Makeup brands continue to test products on animals despite safer, alternative options


Graphic by Denaya Lewis

When you bring up animal cruelty, some of the first things to come to mind are dog fights, starvation, neglect, suffering, etc. But there is also a form of abuse that doesn’t get as much light. Animal cruelty in the cosmetic industry is a problem humanity have had too long.

While more than a few cosmetic brands are becoming cruelty free, there are still some who test on animals. Popular brands such as Nars, Avon, Maybelline, and Clinique still test on animals in 2018.

Using animal testing in the development of cosmetics may involve testing either a finished product or the individual ingredients of the product on animals, often rabbits, mice, rats, and other animals.

These animals are manipulated against their will and can suffer some serious defects. While these tests are not required by the FDA, many companies are not considered to be cruelty free.
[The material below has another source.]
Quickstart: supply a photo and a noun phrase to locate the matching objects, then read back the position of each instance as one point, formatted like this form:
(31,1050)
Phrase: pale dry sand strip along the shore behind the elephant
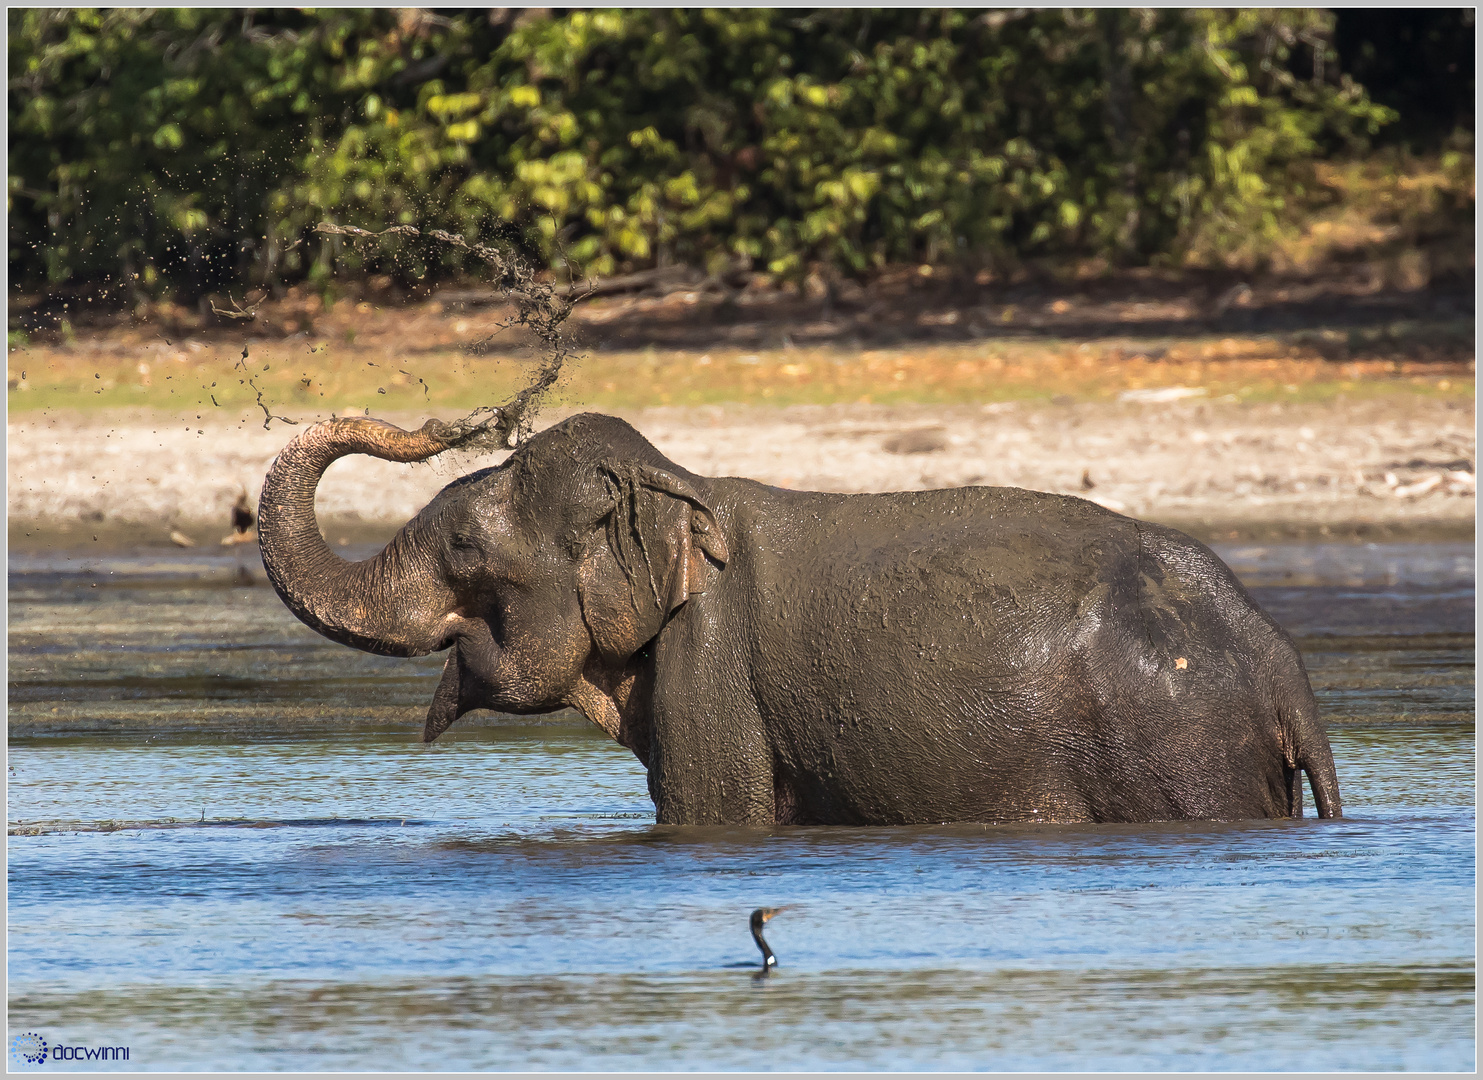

The tests can include skin and eye irritation tests where chemicals are rubbed onto the shaved skin or dripped into the eyes of restrained rabbits without any pain relief, repeated force-feeding studies lasting weeks or months to look for signs of general illness or specific health hazards such as cancer or birth defects, widely condemned “lethal dose” tests, in which animals are forced to swallow large amounts of a test chemical to determine the dose that causes death.

At the end of a test, the animals are killed, normally by asphyxiation, neck-breaking or decapitation. Pain relief is not provided. In the United States, a large percentage of the animals used in such testing are not counted in official statistics and receive no protection under the Animal Welfare Act.

We need to stop animal testing on cosmetics because it’s unnecessary and downright wrong. these animals haven’t done anything wrong and don’t even have the power to say no. At the end of the day cosmetics don’t really need animal tests.

Cosmetic animal testing is banned in the European Union, India, Israel, and Norway. Companies have the option of using existing non-animal tests or investing in and developing alternative non-animal tests for new ingredients. There are nearly 50 non animal tests that have been validated for use, with many more in development.

Alternative tests are normally more reliable than animal tests. Also, they are more cost effective and cheaper. The use of human tissue in toxicity testing is also more accurate. Cruelty free products are more environmentally friendly.

Overall, I think we should work towards ending animal tests because they are useless and cruel. There are other ways to test toxicity in cosmetics.